L’impact de l’intelligence artificielle sur la création littéraire et l’industrie du livre a mobilisé universitaires et éditeurs lors d’une rencontre-débat qui a révélé un consensus autour de cette technologie désormais considérée comme incontournable. Face aux résistances initiales du secteur, les participants ont plaidé pour une adoption raisonnée de l’IA, capable de concilier innovation technologique et préservation de la créativité. L’universitaire Ibrahim Boudaoud a rappelé que malgré « la résistance des éditeurs face à l’adoption de l’IA », cette technologie s’impose comme « un levier fondamental pour le développement et l’amélioration de l’édition, ouvrant de nouveaux horizons à la créativité et à l’interaction avec le lecteur ». Le chercheur a toutefois reconnu la persistance d’inquiétudes légitimes, affirmant que « cette révolution numérique suscite encore des craintes d’ordre éthiques et légales chez les écrivains et éditeurs, concernant la protection de la propriété intellectuelle des œuvres générées par l’IA et son impact économique sur l’emploi ». Pour lui, « l’IA ne doit pas être rejetée, mais plutôt adoptée de manière appropriée pour revitaliser l’industrie du livre dans les pays arabes », à condition que les opportunités offertes constituent « un facteur d’équilibre entre le développement technologique et la préservation de la créativité et de l’innovation, garanti par la législation qui protège les droits des auteurs et des éditeurs ».

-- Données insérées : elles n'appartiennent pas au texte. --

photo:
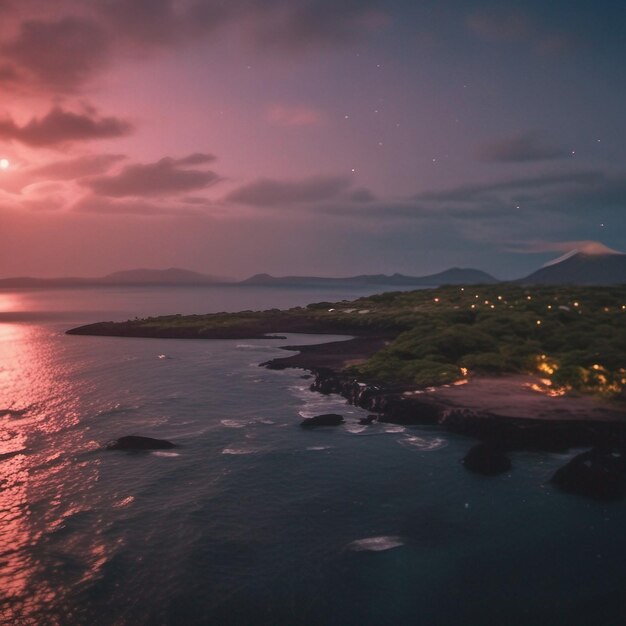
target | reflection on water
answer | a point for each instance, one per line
(40, 481)
(252, 520)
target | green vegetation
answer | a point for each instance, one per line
(573, 337)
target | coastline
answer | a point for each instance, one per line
(514, 411)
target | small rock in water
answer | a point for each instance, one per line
(326, 419)
(487, 459)
(370, 419)
(133, 442)
(597, 474)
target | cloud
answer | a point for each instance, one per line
(522, 147)
(362, 195)
(294, 115)
(304, 23)
(197, 158)
(62, 54)
(70, 169)
(59, 127)
(165, 177)
(107, 206)
(268, 192)
(478, 191)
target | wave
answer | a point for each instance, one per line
(239, 451)
(424, 444)
(242, 423)
(376, 544)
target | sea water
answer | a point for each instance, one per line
(253, 520)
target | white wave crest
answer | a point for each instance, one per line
(423, 444)
(376, 544)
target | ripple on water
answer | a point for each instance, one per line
(424, 444)
(242, 423)
(240, 450)
(376, 544)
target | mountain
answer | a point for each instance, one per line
(171, 276)
(587, 266)
(453, 276)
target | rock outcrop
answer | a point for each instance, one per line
(487, 459)
(598, 473)
(326, 419)
(133, 442)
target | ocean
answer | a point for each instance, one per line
(253, 520)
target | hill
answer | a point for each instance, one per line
(582, 268)
(170, 276)
(453, 276)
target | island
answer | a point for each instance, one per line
(515, 365)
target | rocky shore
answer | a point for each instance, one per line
(512, 412)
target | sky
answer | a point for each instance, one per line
(328, 137)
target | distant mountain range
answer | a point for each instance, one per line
(453, 276)
(171, 276)
(586, 267)
(593, 264)
(175, 276)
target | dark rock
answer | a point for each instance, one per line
(132, 442)
(370, 419)
(487, 459)
(327, 419)
(598, 473)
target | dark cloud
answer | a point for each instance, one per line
(70, 169)
(478, 192)
(59, 127)
(268, 192)
(298, 24)
(522, 147)
(165, 177)
(61, 54)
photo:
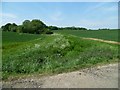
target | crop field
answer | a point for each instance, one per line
(111, 35)
(56, 53)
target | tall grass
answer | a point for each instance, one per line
(55, 54)
(111, 35)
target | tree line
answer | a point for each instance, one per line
(35, 27)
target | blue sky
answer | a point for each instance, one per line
(91, 15)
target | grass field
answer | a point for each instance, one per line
(111, 35)
(47, 54)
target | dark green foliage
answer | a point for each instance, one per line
(33, 27)
(72, 28)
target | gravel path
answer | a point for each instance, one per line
(97, 77)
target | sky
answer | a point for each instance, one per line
(92, 15)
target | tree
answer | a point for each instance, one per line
(6, 27)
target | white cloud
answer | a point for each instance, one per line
(7, 15)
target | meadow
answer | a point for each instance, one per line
(52, 54)
(111, 35)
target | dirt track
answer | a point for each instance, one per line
(97, 77)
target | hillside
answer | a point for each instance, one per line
(111, 35)
(48, 54)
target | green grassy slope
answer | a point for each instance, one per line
(111, 35)
(53, 54)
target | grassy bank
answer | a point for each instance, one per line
(55, 53)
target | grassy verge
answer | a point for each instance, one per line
(55, 53)
(111, 35)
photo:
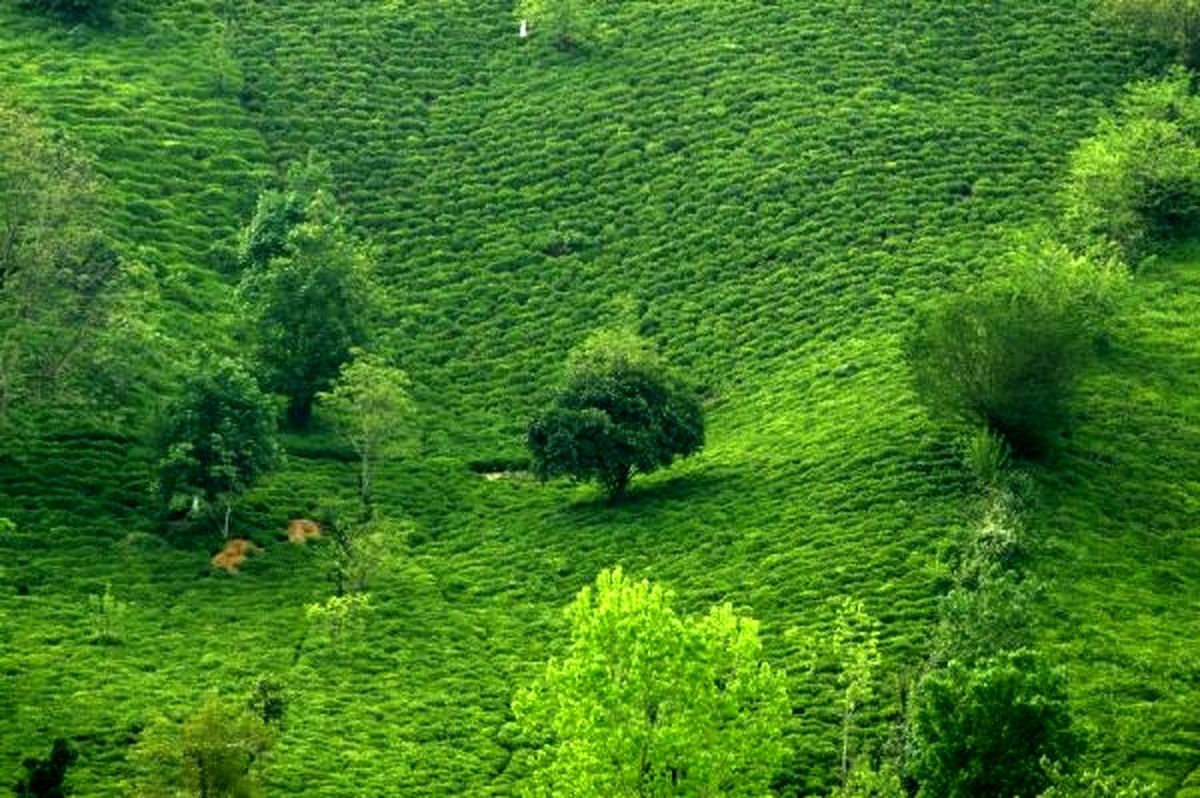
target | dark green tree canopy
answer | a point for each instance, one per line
(1007, 353)
(219, 437)
(619, 412)
(988, 731)
(279, 213)
(1137, 181)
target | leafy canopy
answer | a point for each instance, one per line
(214, 754)
(310, 307)
(371, 407)
(58, 275)
(988, 731)
(1137, 181)
(649, 703)
(1008, 352)
(1174, 24)
(621, 411)
(219, 438)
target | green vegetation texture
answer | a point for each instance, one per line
(769, 190)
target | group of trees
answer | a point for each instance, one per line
(59, 276)
(647, 702)
(307, 291)
(1008, 352)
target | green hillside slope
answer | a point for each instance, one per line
(772, 189)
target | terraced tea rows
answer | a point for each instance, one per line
(767, 189)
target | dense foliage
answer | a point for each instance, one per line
(1008, 352)
(648, 703)
(1137, 183)
(1174, 24)
(622, 411)
(217, 439)
(372, 411)
(310, 306)
(991, 730)
(211, 755)
(58, 275)
(775, 186)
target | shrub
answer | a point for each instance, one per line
(269, 700)
(45, 778)
(865, 781)
(1137, 181)
(340, 615)
(1007, 353)
(371, 408)
(1095, 784)
(279, 213)
(619, 412)
(1173, 23)
(649, 703)
(360, 544)
(217, 439)
(106, 617)
(988, 456)
(987, 731)
(59, 279)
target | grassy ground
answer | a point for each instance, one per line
(771, 190)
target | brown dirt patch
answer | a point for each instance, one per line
(234, 553)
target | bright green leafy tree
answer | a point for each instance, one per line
(648, 703)
(219, 438)
(371, 407)
(310, 307)
(1008, 352)
(990, 730)
(1137, 181)
(622, 411)
(58, 276)
(214, 755)
(265, 237)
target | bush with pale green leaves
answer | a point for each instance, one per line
(647, 702)
(991, 730)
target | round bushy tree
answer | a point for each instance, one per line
(1008, 352)
(219, 438)
(990, 730)
(310, 307)
(649, 703)
(1174, 24)
(619, 412)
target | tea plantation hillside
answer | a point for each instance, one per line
(768, 191)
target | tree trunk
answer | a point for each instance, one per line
(300, 413)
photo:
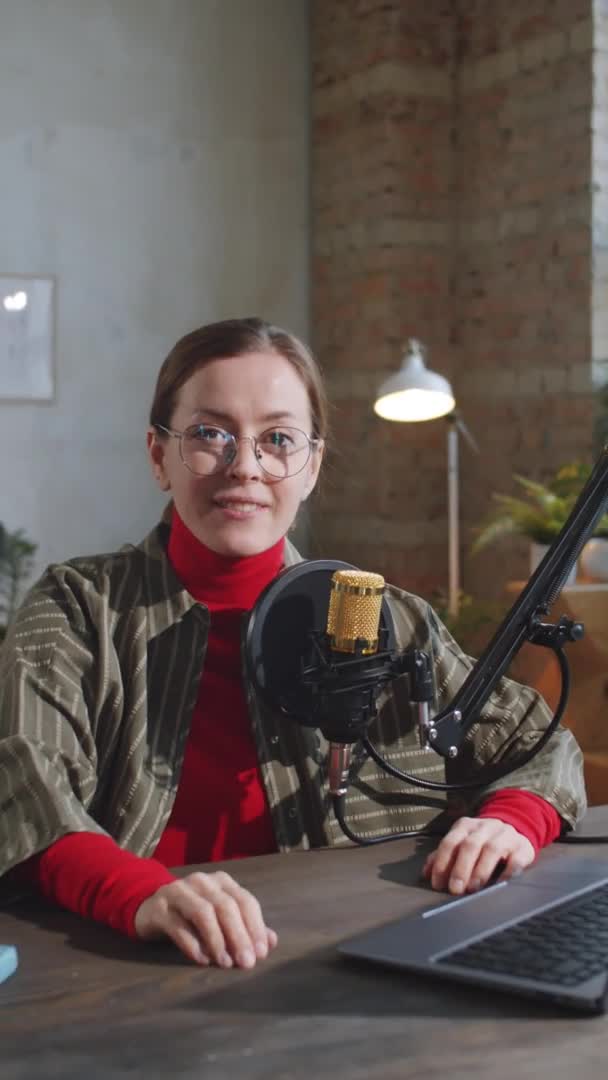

Ahmed Daï, enseignant en bibliothéconomie à l’université d’Alger, a souligné les avancées concrètes apportées par l’intelligence artificielle au domaine de l’édition et de la littérature, notamment à travers des algorithmes qui « facilitent la traduction contextuelle, la rédaction, la synthèse et la correction ». L’éditeur Mounir Benmhidi a abondé dans ce sens en évoquant l’accélération des processus de production et de commercialisation, estimant que ces transformations devraient entraîner la baisse des coûts liés aux transactions commerciales qui accompagnaient traditionnellement l’industrie du livre. L’éditrice égyptienne Fatima El Boudi a tempéré cet optimisme technologique en insistant sur la nécessité de « protéger les droits des professionnels » tout en reconnaissant que l’IA permet de réduire considérablement les coûts liés à l’édition et à la distribution.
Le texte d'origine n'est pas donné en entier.